It is mostly geared for someone just starting with Silverlight, and while experienced, I still found it very insightful.
Here is the link:
http://jesseliberty.com/2009/
One thing that I thought was particularly interesting is the following quote:
Top Down vs. Bottom Up
I’ll define these as follows (and let’s not quibble about corner-cases)
Top Down – Learn Silverlight by starting with what you want to build and learning how to build that – learn just enough of each skill to build your product.
Bottom Up – Set your project aside, learn the core skills, then look to combine them to successively approximate your project.
Of course, very few thoughtful people will take one approach to the total exclusion of the other but it is startling how many folks really try the Top Down approach.

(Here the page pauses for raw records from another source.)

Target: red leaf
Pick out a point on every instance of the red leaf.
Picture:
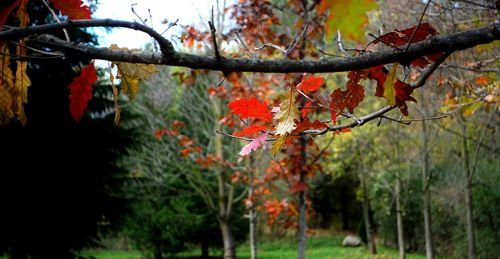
(307, 124)
(403, 90)
(80, 91)
(298, 186)
(400, 38)
(306, 109)
(344, 130)
(252, 146)
(249, 130)
(251, 108)
(74, 9)
(6, 11)
(310, 84)
(350, 98)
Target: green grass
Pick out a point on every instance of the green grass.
(317, 248)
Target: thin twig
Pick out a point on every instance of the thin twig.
(409, 121)
(214, 38)
(480, 142)
(66, 35)
(296, 41)
(418, 25)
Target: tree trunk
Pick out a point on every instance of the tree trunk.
(252, 212)
(301, 234)
(227, 238)
(426, 195)
(399, 217)
(471, 242)
(366, 216)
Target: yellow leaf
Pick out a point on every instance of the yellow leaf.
(278, 144)
(6, 83)
(19, 92)
(6, 75)
(131, 75)
(389, 88)
(348, 16)
(286, 116)
(5, 107)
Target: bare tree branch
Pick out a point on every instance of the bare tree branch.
(449, 43)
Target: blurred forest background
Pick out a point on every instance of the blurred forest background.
(163, 182)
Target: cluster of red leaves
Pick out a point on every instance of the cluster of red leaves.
(80, 91)
(74, 9)
(251, 108)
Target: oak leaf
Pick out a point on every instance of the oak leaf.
(307, 124)
(389, 86)
(254, 145)
(348, 99)
(80, 90)
(250, 130)
(278, 144)
(310, 84)
(286, 116)
(74, 9)
(399, 38)
(251, 108)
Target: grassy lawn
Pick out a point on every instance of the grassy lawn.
(317, 248)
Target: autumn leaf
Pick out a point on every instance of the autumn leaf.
(278, 144)
(307, 124)
(6, 11)
(81, 91)
(74, 9)
(249, 130)
(348, 16)
(251, 108)
(286, 116)
(310, 84)
(131, 75)
(399, 38)
(389, 86)
(6, 83)
(344, 130)
(254, 145)
(298, 186)
(350, 98)
(6, 112)
(19, 92)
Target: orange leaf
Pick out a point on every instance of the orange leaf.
(344, 130)
(307, 124)
(81, 91)
(482, 80)
(310, 84)
(350, 98)
(251, 108)
(74, 9)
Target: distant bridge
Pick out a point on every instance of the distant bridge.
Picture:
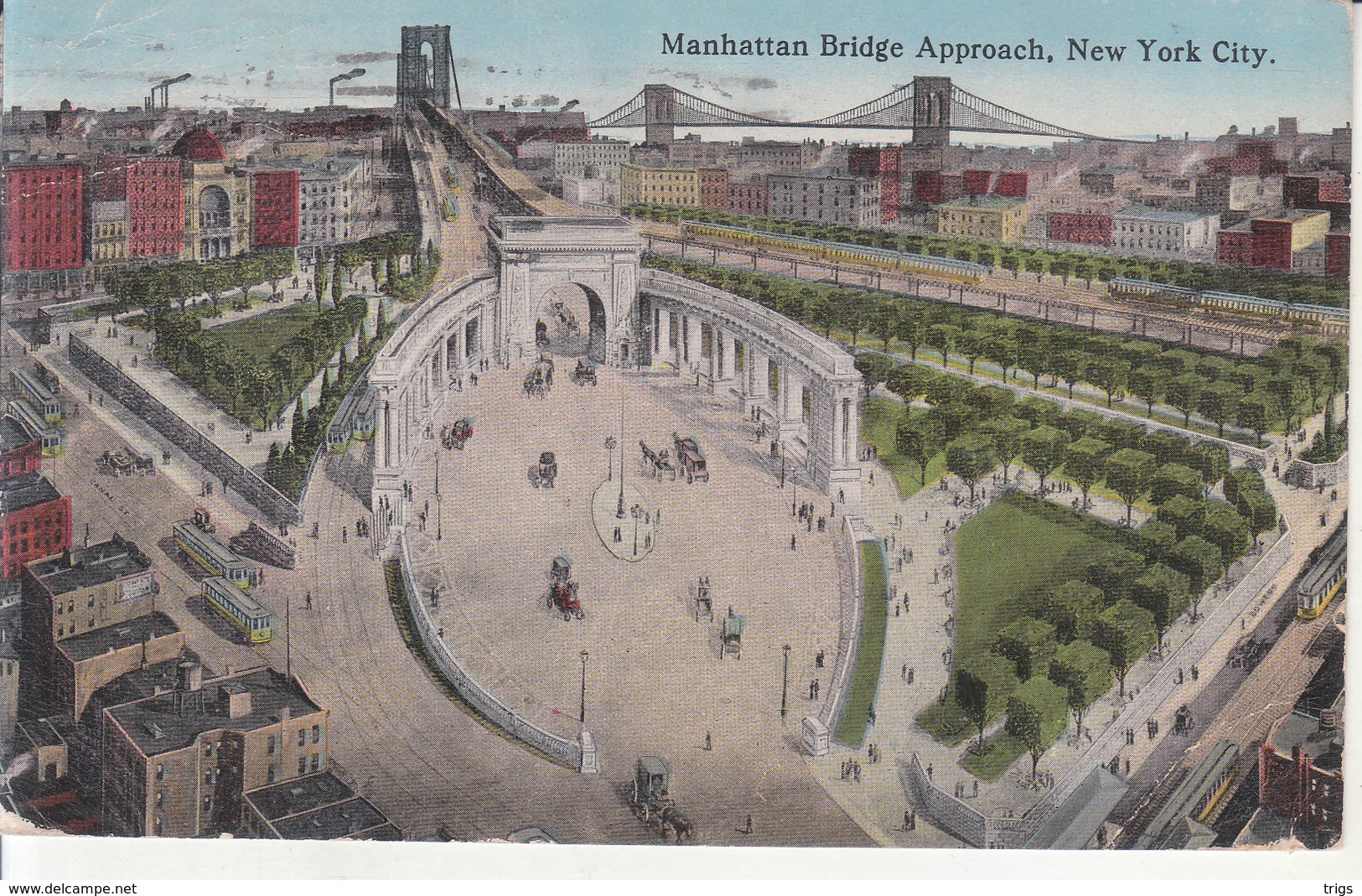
(930, 106)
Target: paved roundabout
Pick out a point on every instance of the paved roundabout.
(655, 682)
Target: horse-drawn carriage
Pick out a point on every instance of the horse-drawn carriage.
(730, 636)
(584, 373)
(540, 379)
(660, 462)
(457, 435)
(651, 801)
(691, 459)
(562, 590)
(546, 470)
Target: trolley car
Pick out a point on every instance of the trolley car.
(240, 608)
(215, 557)
(30, 387)
(1325, 577)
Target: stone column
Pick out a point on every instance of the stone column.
(758, 391)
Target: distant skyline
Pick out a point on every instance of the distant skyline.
(108, 54)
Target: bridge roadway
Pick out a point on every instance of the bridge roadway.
(1046, 298)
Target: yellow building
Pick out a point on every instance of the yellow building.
(996, 218)
(660, 185)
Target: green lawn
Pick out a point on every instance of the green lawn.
(1006, 555)
(878, 420)
(865, 682)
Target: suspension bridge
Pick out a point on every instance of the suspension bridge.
(930, 106)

I’m pretty sure some folks succeed with Top Down, but I’ve never seen it.As I'm trying to figure out some stuff for a personal project, I realize I followed this pattern. I'm trying to learn just enough animation to solve this problem, and I'm trying to accomplish it by reading and learning some open source code, and while that technique usually works for me, its not working in this case. Because of my fail, I've started looking at some about the basics of animation in SL, including reading some tutorials, blog posts, and the new book I mentioned in a previous email. I've discovered I need a foundation in Silverlight animation to accomplish my goal. So, Pete's blog post was insighful, and the quoted bit above is particularly relevant.
While I think there's nothing wrong with reading code to figure things out, I do think that there are times, when the problem is sufficiently difficult, where it might not be enough.